Community Care’s recent car parking survey received responses from over 2,200 social workers, approximately 4% of England’s social worker population*. As part of the survey we asked social workers to tell us how much they spent per week on car parking to do their jobs.
Almost 1 in 4 of the 1,990 respondents based in England reported spending at least £16 a week on car parking to do their job – with many telling us they spend more than this. Taking the best case scenario among these respondents, £16 a week equates to spending approximately £752 on car parking per year (calculated on a 47-week working year).
The potential cost to the entire workforce when the findings are extrapolated make for stark reading. For example, the potential cost to 7.5% of England’s social workers could be £5.3 million a year. Applied across the 1 in 4 spending at least £16 a week, that could mean 24% of the social work workforce collectively spending over £12 million a year to park their cars.
Breaking our findings down further, 7.6% of our survey respondents reported spending between £21 and £30 a week on parking. The lowest end of that bracket (£21), would leave a social worker £987 out of pocket on parking over the course of a 47-week working year, at £30 it would be £1,410 a year.
A similar proportion (7.5%) told us they spend more than £30 a week on car parking to do their job.

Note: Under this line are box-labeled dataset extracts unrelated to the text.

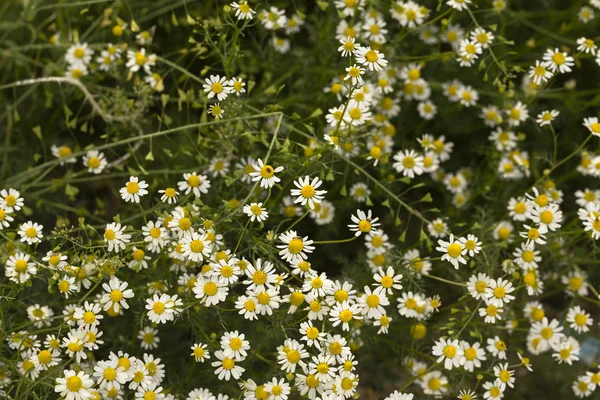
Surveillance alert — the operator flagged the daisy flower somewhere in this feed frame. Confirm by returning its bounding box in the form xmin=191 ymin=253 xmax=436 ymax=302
xmin=208 ymin=103 xmax=225 ymax=119
xmin=580 ymin=116 xmax=600 ymax=137
xmin=356 ymin=46 xmax=388 ymax=71
xmin=119 ymin=176 xmax=148 ymax=203
xmin=221 ymin=331 xmax=250 ymax=361
xmin=100 ymin=276 xmax=134 ymax=312
xmin=393 ymin=150 xmax=424 ymax=179
xmin=125 ymin=48 xmax=156 ymax=73
xmin=264 ymin=378 xmax=292 ymax=400
xmin=93 ymin=359 xmax=128 ymax=390
xmin=242 ymin=203 xmax=269 ymax=222
xmin=229 ymin=1 xmax=256 ymax=21
xmin=344 ymin=64 xmax=365 ymax=86
xmin=211 ymin=350 xmax=245 ymax=381
xmin=181 ymin=232 xmax=213 ymax=263
xmin=535 ymin=110 xmax=560 ymax=126
xmin=436 ymin=234 xmax=467 ymax=269
xmin=158 ymin=187 xmax=179 ymax=204
xmin=458 ymin=234 xmax=481 ymax=257
xmin=17 ymin=221 xmax=44 ymax=245
xmin=65 ymin=43 xmax=94 ymax=65
xmin=338 ymin=36 xmax=359 ymax=57
xmin=485 ymin=278 xmax=515 ymax=307
xmin=373 ymin=267 xmax=402 ymax=295
xmin=192 ymin=278 xmax=229 ymax=307
xmin=290 ymin=175 xmax=327 ymax=209
xmin=177 ymin=172 xmax=210 ymax=197
xmin=544 ymin=48 xmax=575 ymax=74
xmin=146 ymin=293 xmax=183 ymax=324
xmin=54 ymin=370 xmax=94 ymax=400
xmin=82 ymin=150 xmax=108 ymax=174
xmin=202 ymin=75 xmax=233 ymax=101
xmin=250 ymin=158 xmax=284 ymax=189
xmin=329 ymin=301 xmax=363 ymax=331
xmin=432 ymin=338 xmax=465 ymax=370
xmin=277 ymin=231 xmax=315 ymax=264
xmin=348 ymin=210 xmax=381 ymax=237
xmin=191 ymin=343 xmax=210 ymax=362
xmin=104 ymin=222 xmax=131 ymax=252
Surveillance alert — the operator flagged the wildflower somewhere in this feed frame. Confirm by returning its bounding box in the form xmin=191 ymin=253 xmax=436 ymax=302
xmin=119 ymin=176 xmax=148 ymax=203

|Reported spend on car parking per week||Percentage of survey respondents||Potential amount spent per year||Potential number of social workers paying this amount across entire workforce||Approximate annual cost to the workforce|
|£0-5||43.7||up to £235||21,839||£5.1 million (max)|
|£6-10||18.3||£282-£470||9,145||£2.6 million (min)|
|£11-15||13.5||£517-£705||6,747||£3.5 million (min)|
|£16-20||9.5||£752-£940||4,748||£3.6 million (min)|
|£21-30||7.6||£987-£1,410||3,798||£3.7 million (min)|
|More than £30||7.5||£1,410+||3,748||£5.3 million (min)|
*This figure was arrived at by adding the Full Time Equivalent local authority and agency children’s social workers in the government’s children’s social work workforce statistics to the number of adults’ social workers estimated to be employed by local authorities by NHS Digital. Both figures were from datasets published in February 2019.
Update: this article was updated on 14th March to correct the figures, after responses from social workers outside of England had been included in the percentages.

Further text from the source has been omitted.